When discussing Taylor's theorem for one variable, my textbook says the following:
For a smooth function $f : \mathbb{R} \to \mathbb{R}$ of one variable, Taylor's theorem asserts that
$$f(x_0 + h) = f(x_0) + f'(x_0) \cdot h + \dfrac{f''(x_0)}{2} \cdot h^2 + \dots + \dfrac{f^{(k)}(x_0)}{k!} \cdot h^k + R_k (x_0, h),$$
where
$$R_k (x_0, h) = \int_{x_0}^{x_0 + h} \dfrac{(x_0 + h – \tau)^k}{k!} f^{k + 1}(\tau) \ d \tau$$
is the remainder. For small $h$, this remainder is small to order $k$ in the sense that
$$\lim_{h \to 0} \dfrac{R_k(x_0, h)}{h^k} = 0$$
In other words, $R_k(x_0, h)$ is small compared to the already small quantity $h^k$.
I've never seen this version of Taylor's theorem, where the $h$ is added into the equation. Looking at the Wikipedia article for Taylor's theorem, it seems that this definition of Taylor's theorem is uncommon?
Reading my textbook's definition of Taylor's theorem, I don't understand what the $h$ is supposed to represent or how it intuitively fits into Taylor's theorem?
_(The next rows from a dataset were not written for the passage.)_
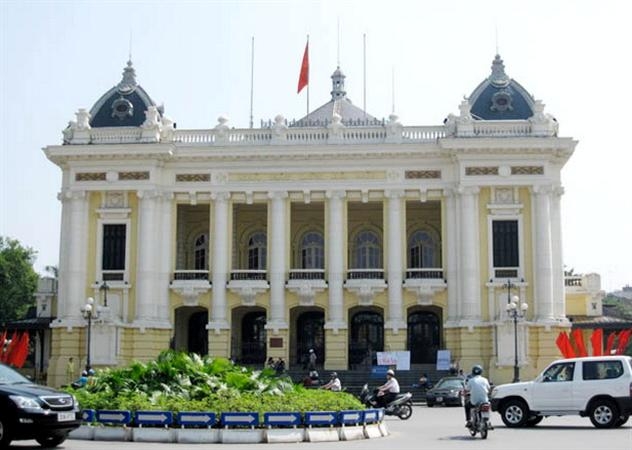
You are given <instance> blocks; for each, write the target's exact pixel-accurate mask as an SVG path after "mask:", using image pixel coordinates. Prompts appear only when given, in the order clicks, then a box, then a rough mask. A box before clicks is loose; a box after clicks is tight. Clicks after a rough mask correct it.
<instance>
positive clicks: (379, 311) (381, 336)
mask: <svg viewBox="0 0 632 450" xmlns="http://www.w3.org/2000/svg"><path fill="white" fill-rule="evenodd" d="M349 316H350V320H349V323H350V324H351V333H350V335H349V367H350V368H351V369H355V368H358V367H370V366H371V365H374V364H375V363H376V358H377V352H381V351H383V350H384V318H383V316H382V311H381V310H380V309H378V308H354V309H352V310H351V311H350V312H349Z"/></svg>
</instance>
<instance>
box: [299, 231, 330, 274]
mask: <svg viewBox="0 0 632 450" xmlns="http://www.w3.org/2000/svg"><path fill="white" fill-rule="evenodd" d="M324 248H325V240H324V239H323V235H322V233H320V232H318V231H309V232H307V233H305V234H304V235H303V239H301V269H323V268H324V267H325V256H324V255H325V251H324Z"/></svg>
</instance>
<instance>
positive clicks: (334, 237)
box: [325, 191, 347, 330]
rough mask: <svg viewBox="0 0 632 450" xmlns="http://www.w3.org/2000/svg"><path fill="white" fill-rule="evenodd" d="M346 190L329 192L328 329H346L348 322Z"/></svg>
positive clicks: (327, 258) (328, 252) (327, 256)
mask: <svg viewBox="0 0 632 450" xmlns="http://www.w3.org/2000/svg"><path fill="white" fill-rule="evenodd" d="M345 195H346V193H345V192H344V191H328V192H327V199H328V200H327V236H326V238H325V240H326V246H327V255H326V257H327V280H328V283H329V286H328V291H329V310H328V313H329V321H328V322H327V323H326V324H325V328H328V329H334V330H337V329H345V328H347V323H346V320H345V318H344V310H343V299H344V295H343V285H342V283H343V278H344V273H343V272H344V251H345V250H344V249H345V245H344V239H345V237H344V235H343V233H344V226H343V225H344V224H343V220H344V200H343V199H344V198H345Z"/></svg>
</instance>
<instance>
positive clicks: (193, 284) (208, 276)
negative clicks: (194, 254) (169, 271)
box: [170, 270, 211, 306]
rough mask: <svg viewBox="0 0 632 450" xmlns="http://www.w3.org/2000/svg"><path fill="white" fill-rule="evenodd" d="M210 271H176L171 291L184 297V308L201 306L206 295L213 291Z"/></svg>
mask: <svg viewBox="0 0 632 450" xmlns="http://www.w3.org/2000/svg"><path fill="white" fill-rule="evenodd" d="M208 277H209V272H208V270H176V271H175V272H174V273H173V281H172V282H171V284H170V289H171V290H172V291H173V292H175V293H176V294H178V295H179V296H180V297H182V302H183V303H184V306H199V305H201V298H202V296H203V295H204V294H206V293H207V292H209V291H210V290H211V282H210V281H209V278H208Z"/></svg>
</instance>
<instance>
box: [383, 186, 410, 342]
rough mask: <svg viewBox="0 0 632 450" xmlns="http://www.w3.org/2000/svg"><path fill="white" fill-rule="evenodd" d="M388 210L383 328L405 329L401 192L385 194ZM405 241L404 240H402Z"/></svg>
mask: <svg viewBox="0 0 632 450" xmlns="http://www.w3.org/2000/svg"><path fill="white" fill-rule="evenodd" d="M385 195H386V198H387V199H388V200H387V209H388V218H387V220H388V227H387V229H388V236H387V239H388V259H387V270H388V319H387V321H386V323H385V324H384V328H391V329H393V330H398V329H402V328H403V329H405V328H406V321H405V320H404V312H403V301H402V280H403V274H402V271H403V263H402V223H403V220H402V210H403V209H405V208H402V202H403V200H402V197H403V195H404V193H403V192H402V191H391V192H385ZM404 241H405V239H404Z"/></svg>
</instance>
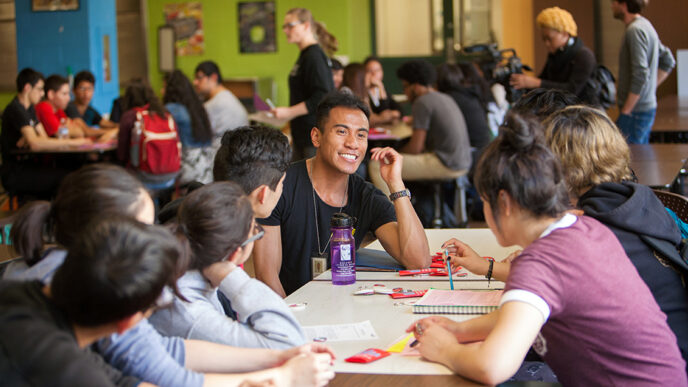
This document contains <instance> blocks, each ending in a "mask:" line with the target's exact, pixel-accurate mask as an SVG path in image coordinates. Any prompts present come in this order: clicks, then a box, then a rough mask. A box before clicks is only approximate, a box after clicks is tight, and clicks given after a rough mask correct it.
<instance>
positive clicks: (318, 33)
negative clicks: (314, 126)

I would greatly appreciate it if people could please take the time to clarify this.
Best Answer
You're probably used to a form that says $$ f(x) = f(x_0) + f'(x_0) (x - x_0) + \frac{f''(x_0)}{2} \cdot (x-x_0)^2 + \ldots $$ which tells you that if you take a number $x$ near $x_0$, you can compute $f(x)$ using data from $f$ and its derivatives at $x_0$, more or less.
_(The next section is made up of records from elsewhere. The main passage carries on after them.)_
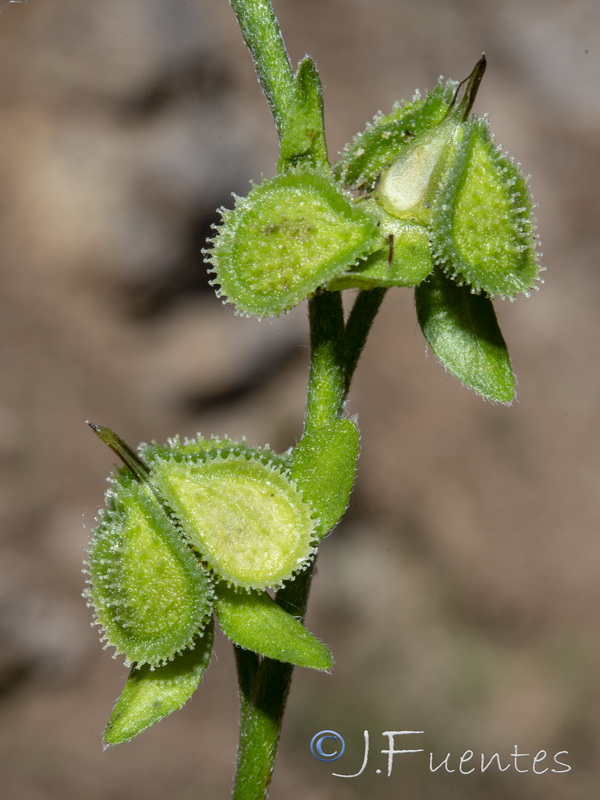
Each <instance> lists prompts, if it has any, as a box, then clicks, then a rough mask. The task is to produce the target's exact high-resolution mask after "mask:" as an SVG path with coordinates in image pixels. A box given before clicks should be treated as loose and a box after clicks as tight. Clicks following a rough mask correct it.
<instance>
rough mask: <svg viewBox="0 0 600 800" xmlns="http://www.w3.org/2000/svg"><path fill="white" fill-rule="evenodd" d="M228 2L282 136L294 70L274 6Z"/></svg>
mask: <svg viewBox="0 0 600 800" xmlns="http://www.w3.org/2000/svg"><path fill="white" fill-rule="evenodd" d="M229 2H230V3H231V7H232V8H233V11H234V13H235V15H236V17H237V19H238V22H239V24H240V28H241V29H242V35H243V37H244V41H245V42H246V45H247V46H248V49H249V50H250V53H251V54H252V58H253V59H254V66H255V68H256V72H257V74H258V80H259V81H260V85H261V86H262V88H263V91H264V93H265V95H266V96H267V101H268V103H269V107H270V108H271V113H272V114H273V119H274V120H275V125H276V126H277V132H278V134H279V138H280V139H281V136H282V131H283V124H284V121H285V119H286V115H287V113H288V111H289V107H290V105H291V99H292V96H293V89H294V73H293V72H292V65H291V63H290V59H289V56H288V53H287V50H286V48H285V44H284V41H283V38H282V36H281V30H280V29H279V25H278V23H277V19H276V17H275V14H274V13H273V7H272V6H271V3H270V1H269V0H229Z"/></svg>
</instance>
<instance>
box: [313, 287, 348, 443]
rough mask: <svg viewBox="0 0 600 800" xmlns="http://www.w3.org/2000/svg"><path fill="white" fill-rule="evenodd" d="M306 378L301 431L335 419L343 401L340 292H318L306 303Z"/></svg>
mask: <svg viewBox="0 0 600 800" xmlns="http://www.w3.org/2000/svg"><path fill="white" fill-rule="evenodd" d="M308 318H309V323H310V352H311V362H310V376H309V381H308V398H307V404H306V419H305V421H304V432H305V433H310V432H311V431H313V430H315V429H316V428H320V427H322V426H323V425H327V423H329V422H332V421H333V420H335V419H337V418H338V417H339V416H340V414H341V413H342V411H343V410H344V402H345V400H346V370H345V362H346V347H345V343H344V310H343V308H342V295H341V292H322V293H321V294H316V295H314V297H313V298H312V299H311V300H310V301H309V305H308Z"/></svg>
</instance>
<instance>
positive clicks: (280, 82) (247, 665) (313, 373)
mask: <svg viewBox="0 0 600 800" xmlns="http://www.w3.org/2000/svg"><path fill="white" fill-rule="evenodd" d="M230 3H231V6H232V8H233V10H234V12H235V14H236V16H237V18H238V21H239V24H240V26H241V29H242V33H243V36H244V40H245V42H246V44H247V45H248V47H249V49H250V52H251V53H252V57H253V59H254V63H255V66H256V71H257V73H258V77H259V80H260V83H261V85H262V87H263V89H264V92H265V94H266V96H267V100H268V102H269V105H270V107H271V112H272V114H273V117H274V119H275V124H276V126H277V131H278V133H279V137H280V139H281V138H282V135H283V131H284V127H285V125H286V122H287V121H288V120H289V119H290V118H292V116H293V108H292V104H293V98H294V75H293V72H292V67H291V64H290V60H289V57H288V54H287V51H286V49H285V45H284V43H283V39H282V37H281V32H280V30H279V26H278V24H277V20H276V18H275V15H274V13H273V9H272V7H271V4H270V2H269V0H230ZM321 155H322V157H323V159H325V158H326V152H325V150H324V149H323V153H322V154H321ZM363 294H369V293H363ZM374 297H375V295H374V294H371V299H372V300H373V299H374ZM359 300H360V297H359ZM379 302H381V299H380V300H379ZM357 305H359V303H358V301H357ZM362 305H363V303H362V302H361V303H360V307H361V308H362ZM378 307H379V306H378V305H377V308H378ZM359 310H360V308H359V309H357V310H356V313H353V314H351V315H350V319H349V326H348V332H349V334H350V336H349V343H350V350H349V351H348V350H347V344H346V329H345V326H344V313H343V307H342V299H341V294H340V293H339V292H318V293H317V294H315V295H314V297H313V298H312V299H311V300H310V301H309V322H310V344H311V364H310V375H309V384H308V397H307V406H306V418H305V425H304V430H305V433H308V432H310V431H312V430H315V429H316V428H319V427H321V426H322V425H326V424H328V423H329V422H332V421H334V420H336V419H338V418H339V417H340V415H341V414H342V412H343V410H344V403H345V400H346V395H347V392H348V388H349V386H350V379H351V373H352V372H353V371H354V368H355V366H356V362H357V360H358V357H359V355H360V351H361V350H362V348H363V346H364V342H365V340H366V337H367V334H368V331H369V328H370V327H371V323H372V321H373V317H374V315H375V313H376V310H377V309H376V308H375V304H374V303H373V302H371V304H370V305H369V304H368V303H367V304H366V307H365V309H364V313H363V314H362V316H360V315H359ZM359 316H360V319H359ZM348 368H349V369H350V372H348V371H347V370H348ZM313 566H314V565H313ZM312 574H313V568H312V567H311V568H310V569H308V570H306V571H304V572H303V573H301V574H300V575H298V576H297V577H296V578H295V579H294V580H293V581H290V582H289V583H288V584H287V585H286V586H285V587H284V588H283V589H281V590H280V591H279V592H278V593H277V598H276V599H277V602H278V603H279V605H281V606H282V608H284V609H285V610H286V611H288V612H289V613H290V614H293V615H294V616H295V617H297V618H298V619H300V620H303V619H304V614H305V612H306V605H307V601H308V594H309V591H310V584H311V580H312ZM235 653H236V662H237V669H238V681H239V691H240V711H241V719H240V742H239V747H238V764H237V772H236V779H235V784H234V788H233V798H234V800H264V798H266V796H267V793H268V790H269V784H270V782H271V776H272V774H273V767H274V764H275V757H276V755H277V747H278V744H279V736H280V733H281V724H282V720H283V713H284V710H285V705H286V701H287V697H288V694H289V690H290V685H291V680H292V673H293V666H292V665H291V664H285V663H283V662H280V661H273V660H270V659H268V658H262V659H259V658H258V657H257V656H256V654H255V653H248V652H246V651H242V650H240V649H239V648H235Z"/></svg>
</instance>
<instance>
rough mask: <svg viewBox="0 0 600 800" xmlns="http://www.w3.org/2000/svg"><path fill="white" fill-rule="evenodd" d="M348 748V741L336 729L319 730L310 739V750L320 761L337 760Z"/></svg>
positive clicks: (310, 751)
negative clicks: (335, 730) (343, 739)
mask: <svg viewBox="0 0 600 800" xmlns="http://www.w3.org/2000/svg"><path fill="white" fill-rule="evenodd" d="M345 749H346V742H345V741H344V740H343V739H342V737H341V736H340V735H339V733H336V732H335V731H319V733H315V735H314V736H313V738H312V739H311V740H310V752H311V753H312V754H313V756H314V757H315V758H318V759H319V761H336V760H337V759H338V758H339V757H340V756H341V755H342V754H343V752H344V750H345Z"/></svg>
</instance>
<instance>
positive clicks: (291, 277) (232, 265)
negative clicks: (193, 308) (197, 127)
mask: <svg viewBox="0 0 600 800" xmlns="http://www.w3.org/2000/svg"><path fill="white" fill-rule="evenodd" d="M222 215H223V220H222V225H221V226H220V227H219V228H218V230H217V235H216V236H215V237H214V239H213V240H212V245H213V246H212V249H211V250H210V251H207V257H208V258H207V260H208V261H210V263H212V265H213V272H214V275H215V279H214V281H213V283H216V284H218V285H219V286H220V289H219V291H218V294H220V295H223V296H225V298H226V299H227V300H228V301H229V302H231V303H233V304H234V305H235V306H236V308H237V310H238V311H239V312H241V313H243V314H250V315H255V316H257V317H268V316H276V315H278V314H280V313H281V312H283V311H288V310H289V309H291V308H293V307H294V306H295V305H297V304H298V303H300V302H301V301H302V300H304V299H305V298H306V297H309V296H310V295H311V294H313V293H314V292H315V291H316V289H317V288H318V287H319V286H322V285H324V284H326V283H327V282H328V281H329V280H331V279H332V278H333V277H335V276H336V275H337V274H339V273H341V272H344V271H345V270H346V269H347V268H348V267H350V266H351V265H352V264H354V263H355V262H356V261H357V260H358V259H360V258H361V257H363V256H365V255H367V254H368V253H370V252H371V251H372V250H373V249H375V247H376V246H378V244H379V242H380V238H381V237H380V234H379V231H378V229H377V225H376V222H375V220H373V219H372V218H371V216H370V215H369V214H368V213H366V212H365V211H364V210H363V209H362V208H359V207H358V206H357V205H355V204H353V202H352V198H351V197H348V196H346V195H345V194H344V193H343V191H342V190H341V189H340V187H338V186H337V185H336V183H335V182H334V181H333V180H332V179H331V178H330V177H329V176H328V175H327V174H325V173H324V172H320V171H306V170H304V171H290V172H286V173H285V174H281V175H277V176H276V177H275V178H273V179H271V180H265V181H264V182H263V183H262V184H260V185H258V186H254V187H253V188H252V191H251V192H250V194H249V195H248V197H246V198H236V204H235V208H234V209H233V210H231V211H226V210H222Z"/></svg>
The version you've written in your question says "If you move a distance $h$ away from $x_0$, to the point $x = x_0 + h$, you can compute $f(x_0 + h)$ using data from $f$ and its derivatives at $x_0$."
In short: if you replace $h$ by $x - x_0$ (or, alternatively, define $x$ to be $x_0 + h$), you'll find that the form I've written down becomes the form you're used to seeing.